The economy in England is expected to expand 2.9% in 2007, up from 2.7% last year. Stubborn inflation, which has held above the BOE’s goal of 2%, will likely force another rate increase this quarter. While the $2.00 threshold will be a tough one to break; another rate increase could be just the boost the pound needs to get above it. I expect us to see the sterling test the $2.00 level as early as February and should break through in March.

Standard & Poor finally had some positive things to say about a Nordic economy, but not about Iceland. S&P said Sweden’s cuts in taxes and welfare benefits have increased the potential growth rate of the largest Nordic economy to 3.4% in 2007. They kept their top AAA credit rating on the nation’s debt and stated, “Reforms proposed in the 2007 budget will further strengthen public finances in the medium term by increasing the tax base and lowering the numbers supported by social welfare benefits.” The Swedish krona was the best performing currency of 2006, rising 15.89% versus the U.S. dollar. While we offer individual SEK WorldCurrency CDs, it is also 20% of our EuroTrax Index CD. We continue to suggest investors have some exposure to the Swedish currency in their portfolios.

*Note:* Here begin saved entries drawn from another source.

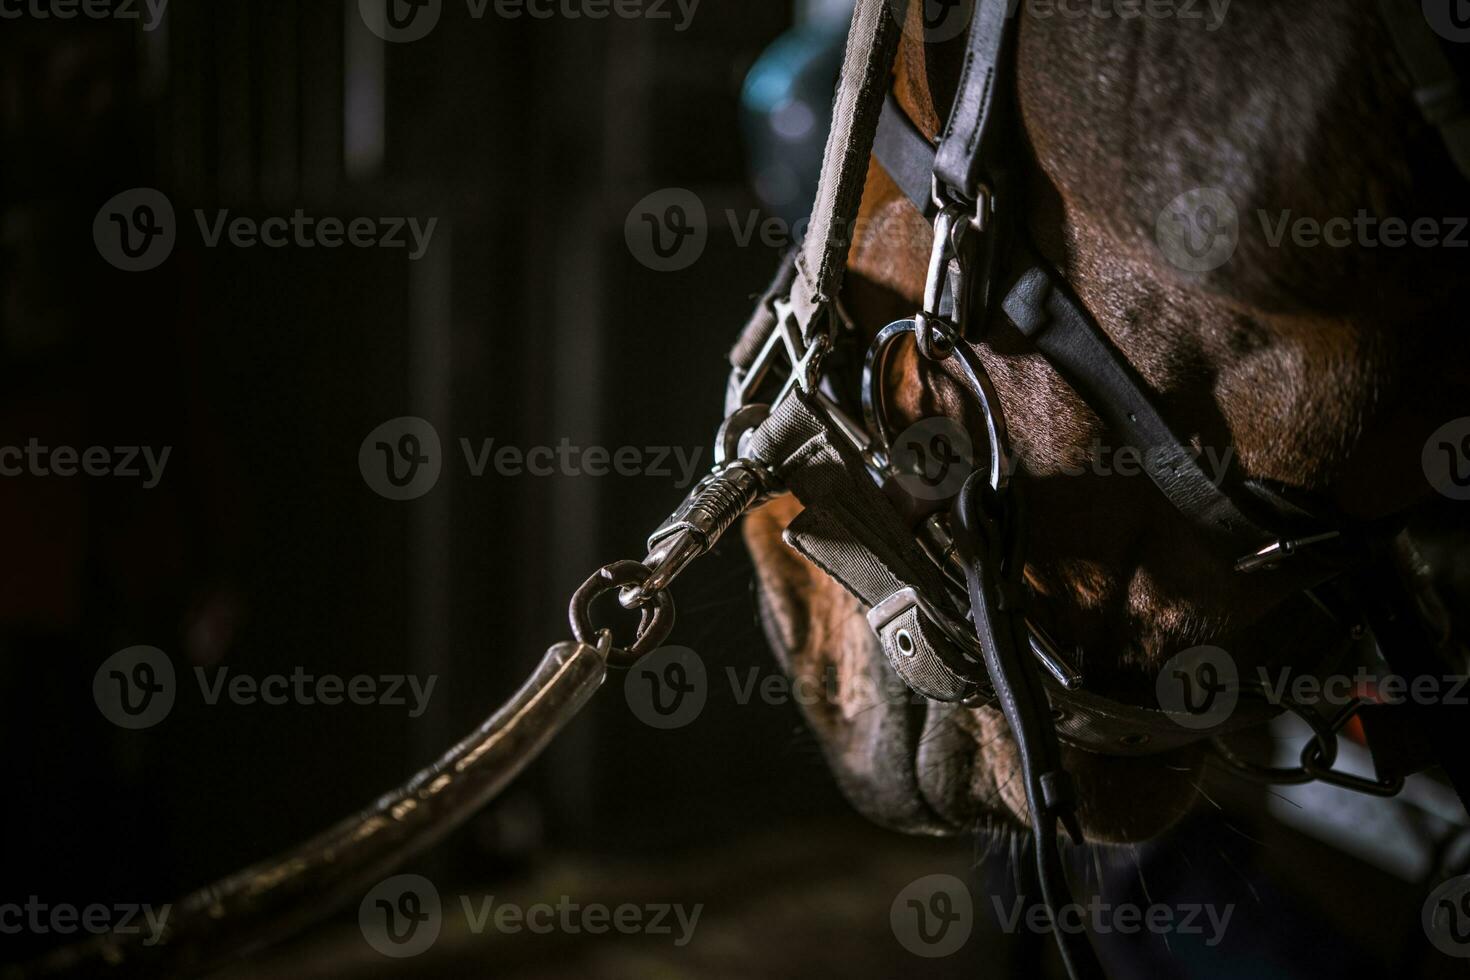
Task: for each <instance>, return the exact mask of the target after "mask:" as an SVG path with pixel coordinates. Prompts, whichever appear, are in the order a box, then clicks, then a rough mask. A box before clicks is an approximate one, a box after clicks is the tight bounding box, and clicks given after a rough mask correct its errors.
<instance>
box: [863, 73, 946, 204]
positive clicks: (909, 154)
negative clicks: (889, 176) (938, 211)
mask: <svg viewBox="0 0 1470 980" xmlns="http://www.w3.org/2000/svg"><path fill="white" fill-rule="evenodd" d="M933 154H935V150H933V144H932V143H929V138H928V137H925V135H923V134H922V132H919V126H916V125H914V123H913V120H911V119H908V113H906V112H904V110H903V106H900V104H898V100H897V98H894V96H892V93H889V94H888V98H886V100H883V115H882V119H879V122H878V140H875V141H873V159H876V160H878V163H879V165H881V166H882V167H883V169H885V170H886V172H888V176H891V178H892V179H894V184H897V185H898V190H900V191H903V192H904V197H907V198H908V200H910V201H913V204H914V207H917V209H919V213H920V215H923V216H925V217H933V215H935V212H936V210H938V209H936V207H935V204H933V194H932V188H933Z"/></svg>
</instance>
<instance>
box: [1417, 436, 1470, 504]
mask: <svg viewBox="0 0 1470 980" xmlns="http://www.w3.org/2000/svg"><path fill="white" fill-rule="evenodd" d="M1420 463H1421V464H1423V467H1424V479H1427V480H1429V485H1430V486H1433V488H1435V489H1436V491H1439V492H1441V494H1444V495H1445V497H1448V498H1449V500H1470V416H1466V417H1463V419H1454V420H1451V422H1446V423H1445V425H1442V426H1439V428H1438V429H1435V432H1433V435H1430V436H1429V438H1427V439H1426V441H1424V451H1423V454H1420Z"/></svg>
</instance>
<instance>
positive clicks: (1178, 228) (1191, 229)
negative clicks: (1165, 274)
mask: <svg viewBox="0 0 1470 980" xmlns="http://www.w3.org/2000/svg"><path fill="white" fill-rule="evenodd" d="M1154 235H1155V238H1157V239H1158V248H1160V250H1161V251H1163V253H1164V259H1167V260H1169V262H1170V263H1173V264H1175V266H1176V267H1179V269H1183V270H1185V272H1210V270H1211V269H1219V267H1220V266H1223V264H1225V263H1226V262H1229V260H1230V256H1233V254H1235V247H1236V244H1239V241H1241V217H1239V213H1238V212H1236V210H1235V201H1232V200H1230V198H1229V197H1227V195H1226V194H1225V191H1222V190H1219V188H1214V187H1197V188H1194V190H1189V191H1185V192H1183V194H1180V195H1179V197H1176V198H1175V200H1172V201H1169V206H1167V207H1164V210H1161V212H1160V213H1158V220H1157V223H1155V225H1154Z"/></svg>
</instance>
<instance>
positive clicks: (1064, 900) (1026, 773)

China’s economic expansion probably slowed for a second quarter as the government curbed lending to avoid investment bubbles and sought to move their economy toward a consumption environment. GDP grew 10.2% in the fourth quarter from a year earlier, according to the median estimate of economists surveyed by Bloomberg. The government will officially release the growth figures on January 25 in Beijing. Premier Wen Jiabao is seeking to boost consumer spending by cutting a national savings rate that is double the world average. Letting the Renminbi appreciate sure seems like it would be a good step toward moving the Chinese economy toward consumption.

Currencies today: A$ .7899, kiwi .6971, C$ .8510, euro 1.2947, sterling 1.9756, Swiss .7997, ISK 69.67, rand 7.09, krone 6.4548, SEK 7.043, forint 194.10, zloty 2.9682, koruna 21.48, yen 121.68, baht 35.35, sing 1.5381, HKD 7.8019, INR 44.19, China 7.7759, pesos 10.87, dollar index 84.98, Silver $12.86, and Gold… $635.10

That’s it for today… We got another quick shot of winter here in St. Louis this weekend with about four inches of snow. I had a great time riding down the hill in our backyard with my two kids! Hope everyone has a great start to their week; mine is starting out terrific as Kristin brought me a Venti Starbucks!! Have a great Monday!